In this talk I will give a geometric description of homology classes with integer coefficients of BZ_p x BZ_p that are not representable by manifolds and explain how the singularites look like and why the cannot removed. These non-representable classes appear as "higher products" of lens spaces.
(Joint work with Carlos Segovia and Fernando Arley Torres)
Georg Biedermann, A generalized Blakers-Massey Theorem
We repeat the classical Blakers-Massey Theorem (Homotopy Excision) and some consequences like the Freudenthal suspension theorem.
Then we give a short introduction to higher topoi. Then we introduce modalities, factorization systems whose left class is closed under base change. Then we describe our generalized Blakers-Massey Theorem. Unfortunately, due to time constraints, the main application to Goodwillie calculus will not be addressed.
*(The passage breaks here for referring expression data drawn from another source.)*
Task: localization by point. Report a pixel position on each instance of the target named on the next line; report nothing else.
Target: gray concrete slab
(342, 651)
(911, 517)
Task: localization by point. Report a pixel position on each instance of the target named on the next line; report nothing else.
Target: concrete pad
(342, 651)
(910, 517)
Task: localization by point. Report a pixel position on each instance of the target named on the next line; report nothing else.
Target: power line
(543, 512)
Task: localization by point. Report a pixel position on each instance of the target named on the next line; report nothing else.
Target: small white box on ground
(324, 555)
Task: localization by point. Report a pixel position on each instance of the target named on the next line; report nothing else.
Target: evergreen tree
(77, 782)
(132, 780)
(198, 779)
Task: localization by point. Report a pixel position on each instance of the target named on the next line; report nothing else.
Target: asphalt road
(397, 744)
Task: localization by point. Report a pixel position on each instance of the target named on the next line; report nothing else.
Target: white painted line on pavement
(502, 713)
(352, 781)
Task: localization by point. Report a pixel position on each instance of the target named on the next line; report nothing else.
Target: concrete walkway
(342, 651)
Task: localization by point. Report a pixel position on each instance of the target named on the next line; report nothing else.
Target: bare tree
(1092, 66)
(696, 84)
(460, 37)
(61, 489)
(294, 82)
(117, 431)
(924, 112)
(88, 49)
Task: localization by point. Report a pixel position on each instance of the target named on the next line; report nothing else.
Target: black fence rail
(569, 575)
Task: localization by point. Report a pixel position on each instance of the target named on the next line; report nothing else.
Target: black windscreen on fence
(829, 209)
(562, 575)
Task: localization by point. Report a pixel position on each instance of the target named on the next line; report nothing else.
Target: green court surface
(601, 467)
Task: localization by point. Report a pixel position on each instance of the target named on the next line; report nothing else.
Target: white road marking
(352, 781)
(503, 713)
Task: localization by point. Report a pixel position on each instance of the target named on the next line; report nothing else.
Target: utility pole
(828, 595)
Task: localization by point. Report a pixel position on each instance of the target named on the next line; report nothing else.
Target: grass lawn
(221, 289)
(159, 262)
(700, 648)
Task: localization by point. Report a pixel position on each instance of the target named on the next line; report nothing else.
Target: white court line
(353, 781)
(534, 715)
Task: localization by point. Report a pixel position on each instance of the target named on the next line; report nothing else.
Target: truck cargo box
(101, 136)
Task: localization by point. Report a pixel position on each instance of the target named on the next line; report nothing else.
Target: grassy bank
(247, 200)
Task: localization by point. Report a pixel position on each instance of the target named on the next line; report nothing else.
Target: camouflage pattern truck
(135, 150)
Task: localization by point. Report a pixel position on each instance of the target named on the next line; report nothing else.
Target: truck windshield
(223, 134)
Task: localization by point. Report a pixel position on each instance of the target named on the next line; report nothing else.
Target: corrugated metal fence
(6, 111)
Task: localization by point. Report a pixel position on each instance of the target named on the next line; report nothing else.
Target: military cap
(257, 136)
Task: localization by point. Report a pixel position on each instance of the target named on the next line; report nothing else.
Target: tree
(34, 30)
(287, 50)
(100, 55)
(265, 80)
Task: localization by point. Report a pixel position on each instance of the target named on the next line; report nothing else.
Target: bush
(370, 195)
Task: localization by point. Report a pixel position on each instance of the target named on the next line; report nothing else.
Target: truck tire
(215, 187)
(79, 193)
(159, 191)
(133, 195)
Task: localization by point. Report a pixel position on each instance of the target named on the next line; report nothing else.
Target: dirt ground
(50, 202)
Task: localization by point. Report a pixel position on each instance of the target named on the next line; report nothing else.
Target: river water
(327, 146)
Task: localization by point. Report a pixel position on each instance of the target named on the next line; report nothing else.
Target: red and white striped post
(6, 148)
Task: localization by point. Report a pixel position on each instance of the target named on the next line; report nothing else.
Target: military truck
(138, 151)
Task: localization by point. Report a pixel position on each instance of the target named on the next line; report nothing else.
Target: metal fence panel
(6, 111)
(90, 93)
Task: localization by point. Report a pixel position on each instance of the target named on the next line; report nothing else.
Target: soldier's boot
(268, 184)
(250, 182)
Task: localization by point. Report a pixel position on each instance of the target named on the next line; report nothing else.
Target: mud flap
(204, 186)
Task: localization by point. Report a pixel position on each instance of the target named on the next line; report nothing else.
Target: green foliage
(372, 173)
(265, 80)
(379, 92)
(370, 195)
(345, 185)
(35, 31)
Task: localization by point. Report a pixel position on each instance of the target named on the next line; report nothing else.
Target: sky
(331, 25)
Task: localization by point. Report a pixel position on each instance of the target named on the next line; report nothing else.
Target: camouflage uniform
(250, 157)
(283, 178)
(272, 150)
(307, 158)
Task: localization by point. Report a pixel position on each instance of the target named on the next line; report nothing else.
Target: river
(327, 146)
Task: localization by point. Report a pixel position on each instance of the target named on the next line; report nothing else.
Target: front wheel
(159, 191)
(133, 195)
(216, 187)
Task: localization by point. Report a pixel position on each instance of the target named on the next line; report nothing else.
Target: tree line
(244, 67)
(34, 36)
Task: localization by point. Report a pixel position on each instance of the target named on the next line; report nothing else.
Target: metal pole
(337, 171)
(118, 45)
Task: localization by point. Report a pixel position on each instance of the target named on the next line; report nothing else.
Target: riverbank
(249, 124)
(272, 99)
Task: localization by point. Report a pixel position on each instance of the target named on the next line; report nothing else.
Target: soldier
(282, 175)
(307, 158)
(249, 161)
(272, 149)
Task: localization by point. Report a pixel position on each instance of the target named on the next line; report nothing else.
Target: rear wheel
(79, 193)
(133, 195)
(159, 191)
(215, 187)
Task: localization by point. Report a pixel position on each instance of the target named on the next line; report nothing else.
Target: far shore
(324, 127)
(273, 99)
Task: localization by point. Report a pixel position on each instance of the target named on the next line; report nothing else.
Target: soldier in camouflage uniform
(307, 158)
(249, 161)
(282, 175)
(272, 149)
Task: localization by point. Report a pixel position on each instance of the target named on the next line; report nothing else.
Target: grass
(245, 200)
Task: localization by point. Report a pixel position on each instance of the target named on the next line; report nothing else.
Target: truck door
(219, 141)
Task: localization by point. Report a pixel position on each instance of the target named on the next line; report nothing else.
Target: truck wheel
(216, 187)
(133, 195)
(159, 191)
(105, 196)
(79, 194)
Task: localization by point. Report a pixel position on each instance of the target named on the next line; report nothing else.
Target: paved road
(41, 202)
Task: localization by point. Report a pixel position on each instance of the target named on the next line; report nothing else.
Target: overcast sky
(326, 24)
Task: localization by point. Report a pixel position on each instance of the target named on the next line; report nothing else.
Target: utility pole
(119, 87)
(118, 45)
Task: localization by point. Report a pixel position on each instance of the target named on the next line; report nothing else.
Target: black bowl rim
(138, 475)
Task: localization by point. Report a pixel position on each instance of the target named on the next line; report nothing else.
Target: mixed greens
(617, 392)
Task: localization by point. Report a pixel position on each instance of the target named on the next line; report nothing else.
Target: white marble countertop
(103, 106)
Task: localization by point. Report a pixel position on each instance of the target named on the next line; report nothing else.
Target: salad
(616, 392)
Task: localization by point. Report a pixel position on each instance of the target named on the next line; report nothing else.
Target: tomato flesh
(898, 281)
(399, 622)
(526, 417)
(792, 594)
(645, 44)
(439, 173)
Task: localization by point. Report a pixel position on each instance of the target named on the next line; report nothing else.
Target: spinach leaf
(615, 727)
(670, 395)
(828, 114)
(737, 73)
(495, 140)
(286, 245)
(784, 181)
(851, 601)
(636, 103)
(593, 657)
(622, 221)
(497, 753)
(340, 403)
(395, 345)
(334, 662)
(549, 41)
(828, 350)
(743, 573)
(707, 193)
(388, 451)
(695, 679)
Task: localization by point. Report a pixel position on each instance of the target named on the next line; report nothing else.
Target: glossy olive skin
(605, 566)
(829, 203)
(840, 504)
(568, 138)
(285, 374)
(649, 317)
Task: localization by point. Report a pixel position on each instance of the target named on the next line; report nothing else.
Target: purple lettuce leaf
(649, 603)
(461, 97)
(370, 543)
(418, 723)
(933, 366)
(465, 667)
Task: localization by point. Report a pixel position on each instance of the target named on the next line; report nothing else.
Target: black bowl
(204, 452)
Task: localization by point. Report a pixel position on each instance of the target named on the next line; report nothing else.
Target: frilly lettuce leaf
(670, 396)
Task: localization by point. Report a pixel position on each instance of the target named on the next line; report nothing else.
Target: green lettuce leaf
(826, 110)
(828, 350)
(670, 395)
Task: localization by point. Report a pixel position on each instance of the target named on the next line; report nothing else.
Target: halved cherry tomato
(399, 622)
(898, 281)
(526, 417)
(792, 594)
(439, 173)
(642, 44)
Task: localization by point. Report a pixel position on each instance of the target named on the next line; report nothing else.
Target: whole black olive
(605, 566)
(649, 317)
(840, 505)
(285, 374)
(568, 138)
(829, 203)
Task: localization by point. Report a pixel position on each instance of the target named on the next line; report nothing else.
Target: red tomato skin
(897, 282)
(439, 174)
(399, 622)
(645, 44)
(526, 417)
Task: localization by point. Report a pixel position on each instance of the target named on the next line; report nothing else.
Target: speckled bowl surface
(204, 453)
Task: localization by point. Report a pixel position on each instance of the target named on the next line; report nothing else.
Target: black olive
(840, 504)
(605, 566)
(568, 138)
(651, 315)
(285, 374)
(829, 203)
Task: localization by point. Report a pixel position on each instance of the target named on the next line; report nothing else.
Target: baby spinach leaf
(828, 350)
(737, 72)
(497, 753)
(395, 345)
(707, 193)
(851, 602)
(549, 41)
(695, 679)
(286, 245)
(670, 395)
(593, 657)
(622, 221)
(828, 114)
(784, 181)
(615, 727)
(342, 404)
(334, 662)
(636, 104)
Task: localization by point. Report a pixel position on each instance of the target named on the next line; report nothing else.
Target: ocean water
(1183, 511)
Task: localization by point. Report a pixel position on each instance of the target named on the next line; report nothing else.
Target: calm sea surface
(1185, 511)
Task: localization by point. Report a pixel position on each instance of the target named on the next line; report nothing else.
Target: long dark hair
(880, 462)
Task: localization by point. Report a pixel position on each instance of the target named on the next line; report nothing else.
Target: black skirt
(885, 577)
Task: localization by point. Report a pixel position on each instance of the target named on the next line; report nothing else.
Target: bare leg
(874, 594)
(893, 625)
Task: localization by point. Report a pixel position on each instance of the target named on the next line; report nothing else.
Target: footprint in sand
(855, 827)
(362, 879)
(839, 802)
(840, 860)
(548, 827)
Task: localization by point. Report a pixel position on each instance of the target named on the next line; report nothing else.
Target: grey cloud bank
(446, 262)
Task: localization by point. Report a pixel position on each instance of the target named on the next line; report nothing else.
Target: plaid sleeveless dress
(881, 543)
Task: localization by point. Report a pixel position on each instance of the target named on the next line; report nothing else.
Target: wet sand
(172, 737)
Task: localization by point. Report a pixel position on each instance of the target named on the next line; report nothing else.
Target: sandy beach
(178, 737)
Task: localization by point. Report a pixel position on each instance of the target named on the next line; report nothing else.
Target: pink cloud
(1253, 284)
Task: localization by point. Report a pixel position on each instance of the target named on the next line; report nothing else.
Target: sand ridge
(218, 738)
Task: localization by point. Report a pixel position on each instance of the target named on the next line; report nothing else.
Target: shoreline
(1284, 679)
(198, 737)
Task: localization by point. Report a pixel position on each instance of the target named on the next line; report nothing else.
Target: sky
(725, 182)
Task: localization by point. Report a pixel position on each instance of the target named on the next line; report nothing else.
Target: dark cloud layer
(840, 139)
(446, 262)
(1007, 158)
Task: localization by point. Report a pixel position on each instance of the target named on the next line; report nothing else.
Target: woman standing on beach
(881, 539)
(joint with Anel, Finster, Joyal)
Augusto Stoffel, Geometric TQFTs and parallel transport
I will discuss a definition of bordism categories where bordisms are equipped with general geometric structures. This is motivated by applications such as the representation of cohomology theories through field theories. Then I will discuss the case of 1-dimensional TQFTs over a manifold X. It turns out, as one would hope, that these are nothing but vector bundles with connection over X. I'll explain how the difficulties entailed in this statement and their resolution are related to the problem of representing cohomology theories. This is joint work with Matthias Ludewig and Stephan Stolz.
César Fernando Venegas, Minimal modular extensions of super-Tannakian categories.
In this talk, we parametrize the minimal modular extensions for super-Tannakian fusion categories in terms of certain cohomology group in degree 2 and 3. For this, we use equivariantization and de-equivariantization functors in the particular case of fermionic actions, extensions of braided fusion categories, and 3-homomorphisms in the Picard 3-group.
Mario Velasquez, The topological K-theory of the Hilbert modular group
Using the p-chain spectral sequence we compute the topological K-theory of the reduced C*-algebra with rational coefficients of the Hilbert modular group corresponding to the integer ring of a totally real extension of a rational numbers. This is a joint work with Luis Jorge Sánchez.